A BRIEF HISTORY OF AN HERMOSILLO AFTERNOON by Mather Schneider
I’m visiting my extended family in Hermosillo, Mexico. Ubaldo and the old man and I are sitting outside Ubaldo’s house drinking cans of beer on the sidewalk. The old man’s got his white cowboy hat on and white dress shirt, ready for the party later. Hermosillo is hot and humid and sunny and the cars and old trucks and motorcycles zip past on the narrow potholed street. A truck slowly goes by with a megaphone booming from the roof, advertising tortillas.
“ATTENTION, ATTENTION! TAKE ADVANTAGE NOW. TORTILLAS HOT, TORTILLAS OF CORN AND FLOUR! ATTENTION, ATTENTION! DELICIOUS AND HOT!”
“Poor Mendez,” Ubaldo says.
The old man and I nod and sip our beers.
Mendez was Ubaldo’s brother-in-law, the old man’s son-in-law. He killed himself a couple of weeks ago, hung himself from a cable in the bathroom at the copper mine where he had worked for 30 years. Nobody knows why, but everybody knows why.
“What can you say?” I say. “So sad.”
“I had a dream about him the other night,” Ubaldo says. “He was driving a semi truck. He looked out at me from the window and smiled!”
“Did he blow his horn?” I say, laughing.
“Ha ha. No.”
“He loved the children,” the old man says.
“He loved everybody,” Ubaldo says.
“He’ll be waiting for us in the other world,” the old man says. “Along with all the other viejos. They’re waiting for us and we’ll see them in the next world.”
Ubaldo and I nod.
“I hope so,” Ubaldo says.
“There’s no doubt, it’s certain,” the old man says. “God commands it.”
“The universe is a mysterious thing” Ubaldo says. “Big.”
“Si, si,” the old man says.
“Hey Mateo,” Ubaldo says to me. “What’s the name of that gringo scientist who knows all those things about the universe?”
I think about it, and can’t recall.
“He’s in a wheelchair,” Ubaldo says, “and he has this machine he talks through. Chingados Gringos and their inventions! He talks through this machine and he knows things, he knows a lot of things.”
“I can’t remember his name,” I say. “What’s his name?”
“He wrote a book,” Ubaldo says. “I saw him on the tv.”
“Yes,” I say. “What was it called? A Brief History of the Universe? A Brief History of Time?”
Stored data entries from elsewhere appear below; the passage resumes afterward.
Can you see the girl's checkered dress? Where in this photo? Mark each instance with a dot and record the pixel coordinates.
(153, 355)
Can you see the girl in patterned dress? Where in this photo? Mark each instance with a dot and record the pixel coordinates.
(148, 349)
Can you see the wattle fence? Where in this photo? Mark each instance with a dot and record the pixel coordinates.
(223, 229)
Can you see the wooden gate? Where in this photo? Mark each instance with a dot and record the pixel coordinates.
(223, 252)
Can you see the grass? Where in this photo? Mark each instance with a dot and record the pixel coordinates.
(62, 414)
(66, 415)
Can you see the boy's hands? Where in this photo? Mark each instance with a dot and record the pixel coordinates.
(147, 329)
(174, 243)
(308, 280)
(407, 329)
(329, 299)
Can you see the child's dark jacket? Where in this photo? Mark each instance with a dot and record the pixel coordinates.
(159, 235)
Ubaldo starts to look it up on his phone via the internet but can’t find anything. He gives his phone to me. I type in “A BRIEF HISTORY OF TIME” but his phone is set for Spanish and it doesn’t recognize me. I give it back to him.
“Try typing in, ‘Historia Breve Del Tiempo’,” I say.
He types it in.
“Here’s something,” he says. “I found something, I think.”
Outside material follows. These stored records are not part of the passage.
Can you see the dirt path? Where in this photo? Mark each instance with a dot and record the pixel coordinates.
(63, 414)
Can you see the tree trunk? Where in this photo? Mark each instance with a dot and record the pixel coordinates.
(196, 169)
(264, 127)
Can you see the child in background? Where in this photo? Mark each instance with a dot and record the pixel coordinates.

He shows me and the old man. Bunch of words on a page. Too small and far away to read.
“What’s the guy’s name?” I say.
“Wait, hold on. The whole book is here.”
He scrolls down, page after page after page.
“Chingado,” he says. “Look at all this!”
Page after page after page...
“This man is very intelligent,” the old man says. “He knows things. Everything, probably.”
“He is a smart one,” I say.
Ubaldo keeps scrolling down.
“What’s the guy’s name?”
“Doesn’t say,” Ubaldo says, scrolling.
“He’s studied a lot, this gringo,” the old man says. “If he says something, it’s true.”
I nod.
“Ubaldo,” I say. “Usually they put the name of the author right under the title.”
“Como?”
“Abajo el titulo.”
“No it’s not there.”
“Let me see, scroll back up.”
He scrolls back up, up and up and up. At the top, it says, “A BRIEF HISTORY OF TIME” by Stephen Hawking.
“There!” I say.
“Where?” Ubaldo says.
“Stephen Hawking!”
“Stefen Hawkeen?” Ubaldo says. “No, that’s not right. Who’s that?”
“That’s the guy! The guy in the wheelchair!”
“Really? De verdad? The guy with the voice?”
“Yes.”
“This man knows what there is to know,” the old man says.
“That’s him, shit, I can’t believe I forgot his name!” I say.
“Chingado,” Ubaldo says. “That doesn’t sound right.”
“It’s him, that’s the guy.”
“Ok, Mateo.”
“Si,” the old man says.
We all nod.
The sun slowly goes down on the Hermosillo skyline and the children play in the street and the old ones wait for us in the next world. The young ones who were taken from us too soon, they also wait. We keep reaching down into the cooler full of ice and cans of beer. There will be a party later, and a pretty girl will sing.